The Creamery Café, commemorated in the prominent ghost sign on the east face of the Mantle & Bielenberg building on Broadway (and a less prominent one on the west face), occupied part of the ground floor there from 1913 until 1957. The Café had moved to the M&B block on Broadway following a devastating fire on North Main, its original location.
Theo McCabe and Roy McClelland both came to Butte in 1903, and in July 1903 partnered to establish a restaurant in the basement at 36 North Main Street. Four years later, the Creamery Cafe subscribed to the Independent Telephone Company’s network (phone no. 5058), and the partners each had home phones as well, at 502 South Washington and 662 Colorado, respectively.
In 1911, the Creamery was at 24 North Main, but it hadn’t moved—the address scheme changed. It was still in the basement of the same building, known as the O’Rourke Estate Building. The building at Granite and Main, formerly Curley’s, is the one we think of as the O’Rourke Estate, but the Estate likely owned many properties around Butte.
On July 30, 1912, a fire and explosion at about 4:00 a.m. resulted from a worker rendering lard in the café oven and placing the burning container on the stove, where the flaming grease spattered everywhere spreading the fire very quickly. Although “all the fire equipment in the city” responded, ultimately three buildings were lost.
The fire burned out several businesses, wiping out almost the entire inventory of the McDonald Shoe Company, a $22,000 loss. Residents in Mrs. Josephine Bietz’ rooming house on the upper floors barely escaped with their scant night clothes; several ailing residents had to be carried out as the flames reached their apartment doors. Mrs. Bietz had been burned out once before when her lodging house was in the Harvard Block on West Park, destroyed in the huge conflagration that wiped out the Symons Stores and more in 1905 (where the Phoenix Block stands today). Several pets were killed in the Creamery Café fire, but no humans were injured seriously.
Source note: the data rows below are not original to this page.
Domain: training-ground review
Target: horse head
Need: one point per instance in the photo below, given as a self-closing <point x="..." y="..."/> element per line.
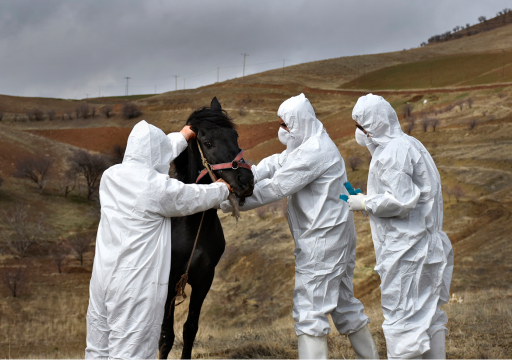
<point x="218" y="138"/>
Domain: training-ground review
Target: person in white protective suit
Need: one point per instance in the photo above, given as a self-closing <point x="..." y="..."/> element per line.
<point x="414" y="256"/>
<point x="311" y="173"/>
<point x="129" y="281"/>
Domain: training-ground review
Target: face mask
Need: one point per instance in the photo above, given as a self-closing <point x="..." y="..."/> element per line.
<point x="284" y="136"/>
<point x="361" y="137"/>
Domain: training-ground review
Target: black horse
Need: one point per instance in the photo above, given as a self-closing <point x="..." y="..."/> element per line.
<point x="218" y="139"/>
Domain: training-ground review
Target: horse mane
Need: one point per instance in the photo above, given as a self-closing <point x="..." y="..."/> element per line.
<point x="206" y="119"/>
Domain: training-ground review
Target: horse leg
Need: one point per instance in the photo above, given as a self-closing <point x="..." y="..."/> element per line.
<point x="199" y="292"/>
<point x="167" y="333"/>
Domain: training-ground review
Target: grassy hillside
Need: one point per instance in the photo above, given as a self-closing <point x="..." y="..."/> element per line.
<point x="247" y="313"/>
<point x="453" y="70"/>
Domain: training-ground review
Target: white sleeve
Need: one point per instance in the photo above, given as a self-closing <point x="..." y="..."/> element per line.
<point x="300" y="169"/>
<point x="179" y="199"/>
<point x="267" y="167"/>
<point x="179" y="143"/>
<point x="399" y="193"/>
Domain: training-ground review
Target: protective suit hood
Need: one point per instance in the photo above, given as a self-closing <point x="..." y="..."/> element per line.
<point x="378" y="118"/>
<point x="150" y="147"/>
<point x="300" y="118"/>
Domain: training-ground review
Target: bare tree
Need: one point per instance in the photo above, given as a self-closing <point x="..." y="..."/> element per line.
<point x="14" y="279"/>
<point x="434" y="122"/>
<point x="107" y="110"/>
<point x="82" y="111"/>
<point x="34" y="168"/>
<point x="118" y="153"/>
<point x="130" y="110"/>
<point x="407" y="111"/>
<point x="52" y="115"/>
<point x="80" y="245"/>
<point x="67" y="183"/>
<point x="38" y="115"/>
<point x="25" y="228"/>
<point x="90" y="166"/>
<point x="425" y="123"/>
<point x="69" y="114"/>
<point x="354" y="162"/>
<point x="59" y="253"/>
<point x="457" y="192"/>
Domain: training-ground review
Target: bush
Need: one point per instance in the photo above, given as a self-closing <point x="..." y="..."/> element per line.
<point x="82" y="111"/>
<point x="34" y="168"/>
<point x="354" y="162"/>
<point x="130" y="110"/>
<point x="107" y="110"/>
<point x="52" y="115"/>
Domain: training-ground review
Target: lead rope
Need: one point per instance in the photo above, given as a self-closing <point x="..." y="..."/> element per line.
<point x="180" y="286"/>
<point x="231" y="197"/>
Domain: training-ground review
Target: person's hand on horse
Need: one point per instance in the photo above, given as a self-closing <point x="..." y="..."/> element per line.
<point x="188" y="133"/>
<point x="229" y="186"/>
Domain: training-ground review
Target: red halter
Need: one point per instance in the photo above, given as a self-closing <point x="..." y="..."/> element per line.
<point x="235" y="164"/>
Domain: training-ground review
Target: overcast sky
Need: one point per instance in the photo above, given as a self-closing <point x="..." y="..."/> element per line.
<point x="70" y="48"/>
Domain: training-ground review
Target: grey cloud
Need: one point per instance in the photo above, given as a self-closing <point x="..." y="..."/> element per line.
<point x="70" y="48"/>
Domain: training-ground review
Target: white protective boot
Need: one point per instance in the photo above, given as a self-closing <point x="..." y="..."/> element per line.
<point x="437" y="347"/>
<point x="363" y="344"/>
<point x="312" y="347"/>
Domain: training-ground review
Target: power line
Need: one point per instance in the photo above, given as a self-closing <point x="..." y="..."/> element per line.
<point x="176" y="78"/>
<point x="127" y="79"/>
<point x="243" y="72"/>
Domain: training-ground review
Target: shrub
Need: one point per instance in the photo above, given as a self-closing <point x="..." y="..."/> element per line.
<point x="34" y="168"/>
<point x="14" y="279"/>
<point x="130" y="110"/>
<point x="80" y="245"/>
<point x="52" y="115"/>
<point x="354" y="162"/>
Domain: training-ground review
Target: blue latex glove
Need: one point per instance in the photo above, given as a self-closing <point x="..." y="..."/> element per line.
<point x="350" y="190"/>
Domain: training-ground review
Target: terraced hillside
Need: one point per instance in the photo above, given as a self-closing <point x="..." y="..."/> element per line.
<point x="247" y="312"/>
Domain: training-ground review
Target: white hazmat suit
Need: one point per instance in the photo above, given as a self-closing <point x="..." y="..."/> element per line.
<point x="414" y="256"/>
<point x="311" y="173"/>
<point x="129" y="281"/>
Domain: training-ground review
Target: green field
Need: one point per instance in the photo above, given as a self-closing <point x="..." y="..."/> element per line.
<point x="453" y="70"/>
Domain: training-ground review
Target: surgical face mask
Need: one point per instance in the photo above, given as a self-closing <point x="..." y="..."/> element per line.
<point x="284" y="136"/>
<point x="361" y="137"/>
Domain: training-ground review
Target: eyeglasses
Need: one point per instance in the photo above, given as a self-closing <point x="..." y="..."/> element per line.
<point x="360" y="128"/>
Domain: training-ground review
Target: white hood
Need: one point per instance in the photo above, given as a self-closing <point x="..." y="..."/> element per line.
<point x="378" y="118"/>
<point x="299" y="116"/>
<point x="150" y="147"/>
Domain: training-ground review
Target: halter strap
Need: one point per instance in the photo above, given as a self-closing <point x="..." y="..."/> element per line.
<point x="238" y="162"/>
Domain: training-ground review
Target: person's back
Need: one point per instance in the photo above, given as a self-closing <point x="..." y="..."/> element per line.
<point x="129" y="282"/>
<point x="311" y="174"/>
<point x="414" y="256"/>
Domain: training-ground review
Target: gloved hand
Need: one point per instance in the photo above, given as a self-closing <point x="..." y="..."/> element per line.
<point x="356" y="202"/>
<point x="226" y="207"/>
<point x="188" y="133"/>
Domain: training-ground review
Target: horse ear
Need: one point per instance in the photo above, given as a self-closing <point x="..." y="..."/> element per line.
<point x="215" y="105"/>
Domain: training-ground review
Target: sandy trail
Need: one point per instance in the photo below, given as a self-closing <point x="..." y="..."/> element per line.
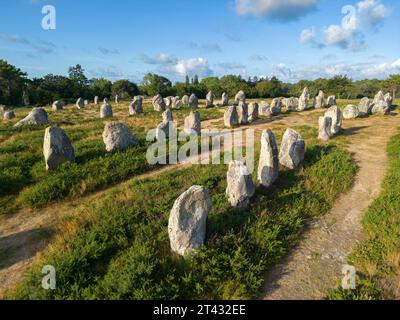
<point x="314" y="266"/>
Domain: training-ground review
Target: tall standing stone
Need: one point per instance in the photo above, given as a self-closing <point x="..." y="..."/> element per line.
<point x="292" y="149"/>
<point x="243" y="113"/>
<point x="325" y="124"/>
<point x="268" y="166"/>
<point x="193" y="101"/>
<point x="106" y="111"/>
<point x="158" y="103"/>
<point x="187" y="220"/>
<point x="193" y="123"/>
<point x="231" y="118"/>
<point x="118" y="136"/>
<point x="240" y="187"/>
<point x="136" y="106"/>
<point x="57" y="148"/>
<point x="80" y="104"/>
<point x="336" y="115"/>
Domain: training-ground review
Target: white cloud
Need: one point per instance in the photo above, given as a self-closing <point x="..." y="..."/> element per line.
<point x="273" y="9"/>
<point x="366" y="15"/>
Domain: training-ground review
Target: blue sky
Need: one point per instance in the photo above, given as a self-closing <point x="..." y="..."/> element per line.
<point x="292" y="39"/>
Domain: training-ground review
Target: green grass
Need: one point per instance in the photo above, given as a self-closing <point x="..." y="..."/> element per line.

The building south of the O’Rourke Estate/Creamery, 20 N. Main (32 N. Main before 1911) that was also destroyed in the fire was erected before 1891 and for many years housed D’Acheul’s drug store. At the time of the fire that destroyed it, Ley’s Jewelry was on the ground floor there, and the second level held offices and meeting halls; ironically, the Cooks and Waiters Unions met there. The total value of losses was estimated at more than $70,000 at the time, with about $52,000 covered by insurance. Later estimates pegged the total loss at about $49,000.
The three destroyed buildings were replaced in short order by three more, including two that survive today: the Rookwood Hotel/Speakeasy and vacant cafe at 24-26 N. Main, and the three-story building next door which holds a Ley’s Jewelry ghost sign. All the buildings in the rest of the block adjacent to these buildings, all of which survived the 1912 fire, were lost in fires in 1969 (buildings to the north to Broadway) and 1973 (Medical Arts Center fire south to Park, occupied by the new Northwestern Energy headquarters building today).